La causa della morte di Peter Sellers fu dovuta ad un infarto che gli fu fatale. L’attore soffriva di problemi cardiaci da anni e il 22 luglio 1980, mentre si trovava a Londra, al Dorchester Hotel, l’attore fu colto da forti dolori al petto e trasportato d’urgenza al Middlesex Hospital di Londra. In ospedale, il suo cuore smise di battere e gli fu praticata la rianimazione cardiaca. Sellers scivolò nel coma e e morì due giorni dopo, il 24 luglio 1980, all’età di 54 anni.

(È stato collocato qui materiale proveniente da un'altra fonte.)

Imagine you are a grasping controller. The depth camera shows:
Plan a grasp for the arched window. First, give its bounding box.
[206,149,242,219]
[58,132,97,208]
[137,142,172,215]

Come scrisse il Los Angeles Times all’epoca, Peter Sellers aveva avuto il primo di otto attacchi cardiaci nel 1964 e questo episodio aveva avuto un forte impatto sulla sua carriera. “Non è possibile quantificare quanto abbia influenzato il mio lavoro, ma lo ha fatto in modo considerevole. Per il resto, la vita è breve”. L’attore subì anche un intervento chirurgico, nel 1977, durante il quale gli fu impiantato un peacemaker.
In una precedente intervista l’attore aveva raccontato uno dei suoi attacchi cardiaci, che gli era capitato durante una settimana di vacanza. “Non facevo una vacanza da cinque anni, ho fatto un film dietro l’altro” – spiegò a The Courier Journal nel 1964. L’attore raccontò che aveva iniziato a sentire dei dolori al plesso solare, che poi si erano irradiati al petto e al braccio sinistro. “Un dolore inconcepibile, mi è capitato di fare un brutto incidente stradale, ma il dolore non era allo stesso livello”. Poi raccontò come era stato sfiorare la morte:
“Mi sono sentito come se stessi appisolando e poi risvegliando. Ma ogni volta che pensavo di aver dormito, in realtà ero morto. Il mio cuore aveva smesso di battere ma non mi sembrava che stessi morendo. Se la morte è così, allora non dovrei preoccuparmene”
Alla morte di Sellers furono tanti gli artisti ne celebrarono la grandezza come Richard Attenborough che disse: “possedeva un genio comico paragonabile a quello di Chaplin”. Parole commoventi le spese anche Burt Kwouk che con lui aveva recitato nella saga della Pantera Rosa: “Il giorno in cui morì sembrò che l’intero paese si fosse fermato. Dovunque ti trovassi, il fatto che Peter era morto, era come un ombrello che copriva tutto”. Anche dopo la morte Sellers riuscì a mantenere la sua pungente ironia, facendo suonare durante la cerimonia In the Mood di Glenn Miller, canzone che notoriamente odiava.
Ancora oggi Peter Sellers viene ricordato con affetto dal pubblico di tutto il mondo.